A choice so hard to make I'm about to break.

May 30, 2007 17:45

I feel like I’m 7 again, screaming out to my mother to pay attention to me. Hoping that I would get the recognition that my older sibling got, crying for something, anything to hold on too, my fathers hand, my mother shirt…. But nothing never came…

I just go older and learned how to deal with it, I moved forward with a smile on my face. The hurt in my eyes never went unknown I guess, no one just never said anything. Lost in the field of needles that stung so deep that it made scars throughout my child hood.

Blood, and pain never really leaves the image in your mind, it leave mental image always. You learn when you get older that its just best to lock that door…..

But what do you do, when that door with those feeling are opened for another reason?

A reason we all call ‘love.’

My heart is swimming in this sea of emotions, drowning in the emotional fork in the road prison.

Hikari is one of my needles that keep hitting me deep, I just get this impression that she just thinks I’m just going threw this emotion torment, that I’m going to crawl back to her like I always do.

But not this time, I can’t, I can’t run into those arms of yours. Its something I’m use to but I have to break. I won’t take my anger my hurt out on anyone, my mother did that to me and I hated it, she didn’t beat me or anything, she just refused to get close to me because of her past… That’s another reason I have a problem with my emotions.

I’ve been threw things, but other people have been threw worst.

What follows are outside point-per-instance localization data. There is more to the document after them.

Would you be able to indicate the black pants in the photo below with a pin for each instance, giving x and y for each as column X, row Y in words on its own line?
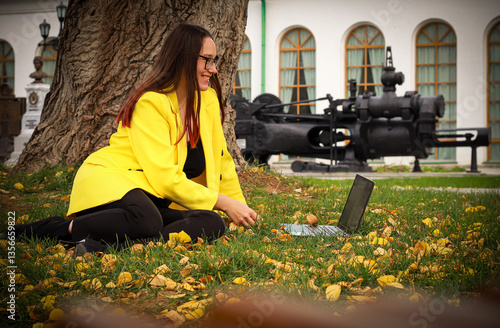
column 139, row 215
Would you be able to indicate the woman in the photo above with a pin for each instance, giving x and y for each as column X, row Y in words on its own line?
column 168, row 155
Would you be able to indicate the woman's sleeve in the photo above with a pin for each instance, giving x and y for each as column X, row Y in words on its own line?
column 153, row 143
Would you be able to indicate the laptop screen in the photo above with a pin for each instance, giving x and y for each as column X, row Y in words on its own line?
column 356, row 204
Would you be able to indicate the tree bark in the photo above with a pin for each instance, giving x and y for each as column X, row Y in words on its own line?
column 105, row 49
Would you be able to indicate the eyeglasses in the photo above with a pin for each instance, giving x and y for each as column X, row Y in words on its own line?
column 211, row 61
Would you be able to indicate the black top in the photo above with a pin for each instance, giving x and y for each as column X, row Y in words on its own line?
column 195, row 161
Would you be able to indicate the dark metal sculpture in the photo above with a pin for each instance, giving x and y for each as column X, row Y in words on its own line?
column 351, row 130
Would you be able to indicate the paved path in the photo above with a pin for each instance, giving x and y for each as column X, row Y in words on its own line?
column 484, row 171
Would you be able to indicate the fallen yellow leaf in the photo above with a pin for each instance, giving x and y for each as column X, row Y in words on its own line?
column 56, row 314
column 195, row 314
column 123, row 278
column 239, row 280
column 312, row 219
column 333, row 292
column 384, row 280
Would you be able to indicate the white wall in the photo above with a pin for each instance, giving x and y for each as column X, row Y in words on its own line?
column 19, row 26
column 329, row 21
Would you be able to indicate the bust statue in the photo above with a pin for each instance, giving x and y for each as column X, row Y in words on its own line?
column 38, row 74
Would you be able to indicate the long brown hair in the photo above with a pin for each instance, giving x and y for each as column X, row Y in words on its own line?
column 178, row 55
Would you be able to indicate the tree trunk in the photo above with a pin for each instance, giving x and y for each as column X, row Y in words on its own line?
column 106, row 48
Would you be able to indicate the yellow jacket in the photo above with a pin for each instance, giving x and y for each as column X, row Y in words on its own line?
column 146, row 156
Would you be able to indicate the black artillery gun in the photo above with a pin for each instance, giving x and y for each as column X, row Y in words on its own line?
column 352, row 130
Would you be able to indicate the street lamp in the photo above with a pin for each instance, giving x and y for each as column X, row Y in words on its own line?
column 45, row 27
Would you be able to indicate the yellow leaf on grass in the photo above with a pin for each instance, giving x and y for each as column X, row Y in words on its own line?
column 48, row 302
column 333, row 292
column 159, row 281
column 395, row 285
column 232, row 300
column 188, row 287
column 360, row 299
column 161, row 269
column 195, row 314
column 180, row 237
column 66, row 284
column 96, row 284
column 421, row 249
column 123, row 278
column 174, row 317
column 312, row 219
column 110, row 285
column 384, row 280
column 428, row 222
column 82, row 267
column 239, row 280
column 56, row 314
column 137, row 248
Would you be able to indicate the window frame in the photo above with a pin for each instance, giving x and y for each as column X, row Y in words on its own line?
column 365, row 45
column 436, row 43
column 298, row 47
column 244, row 51
column 488, row 89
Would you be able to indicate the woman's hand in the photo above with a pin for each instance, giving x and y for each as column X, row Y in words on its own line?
column 237, row 211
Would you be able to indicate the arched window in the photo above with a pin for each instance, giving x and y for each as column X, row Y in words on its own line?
column 6, row 63
column 365, row 56
column 49, row 56
column 494, row 92
column 298, row 70
column 437, row 73
column 243, row 83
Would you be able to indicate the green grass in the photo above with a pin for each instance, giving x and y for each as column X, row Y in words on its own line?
column 397, row 220
column 422, row 182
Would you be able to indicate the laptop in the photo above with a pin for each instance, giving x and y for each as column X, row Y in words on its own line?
column 350, row 219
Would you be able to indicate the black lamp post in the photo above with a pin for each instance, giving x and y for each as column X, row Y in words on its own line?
column 45, row 27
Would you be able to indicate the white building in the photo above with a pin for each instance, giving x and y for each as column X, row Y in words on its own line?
column 448, row 47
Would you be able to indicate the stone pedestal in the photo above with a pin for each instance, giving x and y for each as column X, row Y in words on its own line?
column 35, row 94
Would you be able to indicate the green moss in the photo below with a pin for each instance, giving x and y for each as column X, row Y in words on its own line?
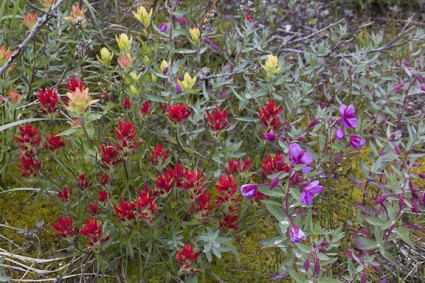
column 23, row 210
column 257, row 264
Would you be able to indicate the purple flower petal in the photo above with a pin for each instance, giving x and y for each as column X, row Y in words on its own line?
column 296, row 234
column 339, row 133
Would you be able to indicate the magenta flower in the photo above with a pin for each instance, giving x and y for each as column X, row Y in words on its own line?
column 249, row 190
column 178, row 88
column 310, row 191
column 339, row 133
column 348, row 116
column 298, row 156
column 357, row 142
column 182, row 21
column 163, row 27
column 269, row 136
column 296, row 234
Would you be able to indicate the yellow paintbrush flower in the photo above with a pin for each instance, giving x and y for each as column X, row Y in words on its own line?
column 271, row 66
column 79, row 101
column 188, row 82
column 124, row 43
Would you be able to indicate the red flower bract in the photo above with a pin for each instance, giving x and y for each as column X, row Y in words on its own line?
column 74, row 83
column 158, row 155
column 48, row 99
column 29, row 166
column 125, row 210
column 93, row 231
column 218, row 120
column 269, row 117
column 66, row 194
column 178, row 113
column 54, row 143
column 28, row 139
column 109, row 156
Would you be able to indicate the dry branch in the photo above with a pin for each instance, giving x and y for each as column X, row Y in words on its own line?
column 38, row 25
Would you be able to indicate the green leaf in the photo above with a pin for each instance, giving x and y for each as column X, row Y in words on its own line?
column 248, row 119
column 375, row 221
column 276, row 192
column 402, row 233
column 296, row 276
column 275, row 209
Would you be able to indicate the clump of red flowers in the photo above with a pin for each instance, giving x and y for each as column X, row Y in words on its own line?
column 64, row 227
column 269, row 117
column 28, row 140
column 49, row 100
column 65, row 194
column 109, row 156
column 54, row 143
column 178, row 113
column 158, row 155
column 126, row 133
column 92, row 230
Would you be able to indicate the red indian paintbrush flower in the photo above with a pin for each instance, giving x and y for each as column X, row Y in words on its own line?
column 178, row 113
column 104, row 179
column 65, row 194
column 29, row 167
column 28, row 139
column 103, row 196
column 217, row 120
column 158, row 155
column 125, row 210
column 269, row 117
column 74, row 83
column 201, row 206
column 147, row 208
column 109, row 156
column 64, row 227
column 193, row 182
column 48, row 99
column 186, row 256
column 92, row 230
column 54, row 143
column 93, row 209
column 125, row 134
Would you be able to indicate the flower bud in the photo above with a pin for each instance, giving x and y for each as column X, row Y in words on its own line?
column 143, row 16
column 124, row 43
column 271, row 66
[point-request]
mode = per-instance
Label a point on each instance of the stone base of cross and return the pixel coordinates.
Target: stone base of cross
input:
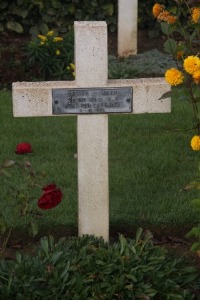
(33, 99)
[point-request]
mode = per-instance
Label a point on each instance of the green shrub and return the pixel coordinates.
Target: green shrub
(88, 268)
(49, 56)
(35, 17)
(148, 64)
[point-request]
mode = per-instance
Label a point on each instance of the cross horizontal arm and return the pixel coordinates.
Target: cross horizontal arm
(34, 99)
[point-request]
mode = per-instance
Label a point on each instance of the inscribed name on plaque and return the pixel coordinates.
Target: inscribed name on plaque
(92, 100)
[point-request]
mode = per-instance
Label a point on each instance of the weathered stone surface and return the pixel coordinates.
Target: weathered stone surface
(35, 99)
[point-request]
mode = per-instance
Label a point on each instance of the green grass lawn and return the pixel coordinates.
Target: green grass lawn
(150, 161)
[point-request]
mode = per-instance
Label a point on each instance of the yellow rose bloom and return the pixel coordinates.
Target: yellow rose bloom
(58, 39)
(174, 76)
(42, 38)
(72, 66)
(171, 19)
(195, 14)
(157, 9)
(166, 17)
(195, 143)
(50, 33)
(196, 76)
(191, 64)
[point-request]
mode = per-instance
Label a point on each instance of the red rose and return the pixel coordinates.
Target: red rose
(23, 148)
(51, 197)
(49, 188)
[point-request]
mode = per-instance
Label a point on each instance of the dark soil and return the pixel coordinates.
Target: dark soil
(172, 238)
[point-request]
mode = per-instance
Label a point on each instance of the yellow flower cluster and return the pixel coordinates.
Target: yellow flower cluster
(192, 66)
(163, 15)
(195, 14)
(174, 77)
(195, 143)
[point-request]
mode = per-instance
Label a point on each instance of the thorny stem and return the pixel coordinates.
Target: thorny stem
(5, 242)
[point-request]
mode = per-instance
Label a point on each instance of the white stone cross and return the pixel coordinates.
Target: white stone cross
(127, 27)
(32, 99)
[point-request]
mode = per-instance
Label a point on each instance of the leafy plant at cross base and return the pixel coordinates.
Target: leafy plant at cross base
(88, 268)
(22, 199)
(49, 56)
(185, 78)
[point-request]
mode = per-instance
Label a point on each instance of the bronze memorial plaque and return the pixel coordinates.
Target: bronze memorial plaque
(92, 100)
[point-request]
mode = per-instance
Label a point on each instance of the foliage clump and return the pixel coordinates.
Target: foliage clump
(89, 268)
(148, 64)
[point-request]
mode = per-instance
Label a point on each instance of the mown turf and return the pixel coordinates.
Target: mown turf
(150, 161)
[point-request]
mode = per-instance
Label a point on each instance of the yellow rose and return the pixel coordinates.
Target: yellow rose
(174, 76)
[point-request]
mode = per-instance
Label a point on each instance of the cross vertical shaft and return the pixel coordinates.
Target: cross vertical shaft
(91, 60)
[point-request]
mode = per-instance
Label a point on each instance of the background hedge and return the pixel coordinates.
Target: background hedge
(33, 16)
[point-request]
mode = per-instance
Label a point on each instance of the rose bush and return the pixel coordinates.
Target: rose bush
(23, 200)
(183, 44)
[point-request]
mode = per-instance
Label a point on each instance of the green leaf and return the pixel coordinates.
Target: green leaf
(14, 26)
(5, 172)
(196, 203)
(3, 226)
(43, 28)
(138, 235)
(195, 247)
(170, 46)
(165, 28)
(34, 228)
(18, 257)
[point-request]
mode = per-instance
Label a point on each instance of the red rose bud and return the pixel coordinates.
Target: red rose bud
(50, 199)
(23, 148)
(49, 188)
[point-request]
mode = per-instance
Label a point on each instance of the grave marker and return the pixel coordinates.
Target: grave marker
(127, 27)
(39, 99)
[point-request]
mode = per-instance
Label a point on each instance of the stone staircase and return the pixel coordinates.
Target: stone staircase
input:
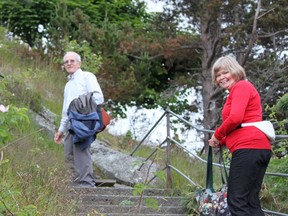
(120, 201)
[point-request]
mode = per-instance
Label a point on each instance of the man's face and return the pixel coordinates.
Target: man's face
(71, 64)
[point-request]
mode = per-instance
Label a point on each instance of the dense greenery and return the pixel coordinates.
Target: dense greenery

As most of you know I have a crush on Flame. *Stick up middle finger*

But, you know it doesn’t hurt as bad that he doesn’t return the feeling toward me, he’s explain things to me, I respect him for his devotion, I do. I’m glad he has a heart, a soul, that he’s not afraid to show.

My emotions somehow tied into this whole thing, It wasn’t my place to become angry at anyone at what happened between Toki and Flame and I apologize for that, it wasn’t my place to yell at Mitsu for what happened either, it wasn’t even my business.

I’m so sorry, I got angry for a reason but I shouldn’t have, I really shouldn’t have. Flames business is his own, and I had no right, along with Toki.

You two can do what you want, when you want. I’m no ones girlfriend or boyfriend, I’m just a friend.

This crush and my hurt will not consume the cold, dark heart of mine. I want to have a heart for when I find love in the future or, if I find it… I wanna feel happiness again, but I probably won’t.

If I don’t, I’ll spend the rest of my left making others happiness, I can get some happiness outta of that.

I’m just hurt so hurt, I don’t know what to do. I need comfort but I deny your hand, I don’t want to give people my emotions and then they leave me hanging on this thin line….

I was never one to make the same mistake three times. I messed up twice doing that to Hikari. I gave her everything twice, and I hurt myself more.

Don’t get me wrong, Hikari is a great person she just doesn’t know who to deal with her feeling, and attitude. She’ll learn I’m sure. I tired to teach her but, it didn’t work out, that’s something you have to learn for yourself.

Crying while writing this thing, is hard but I jus can’t stop it. They just keep coming, years of pain out of my own brown eyes.

Pain that’s all I feel.

Thank you all for reading. I appreciate it.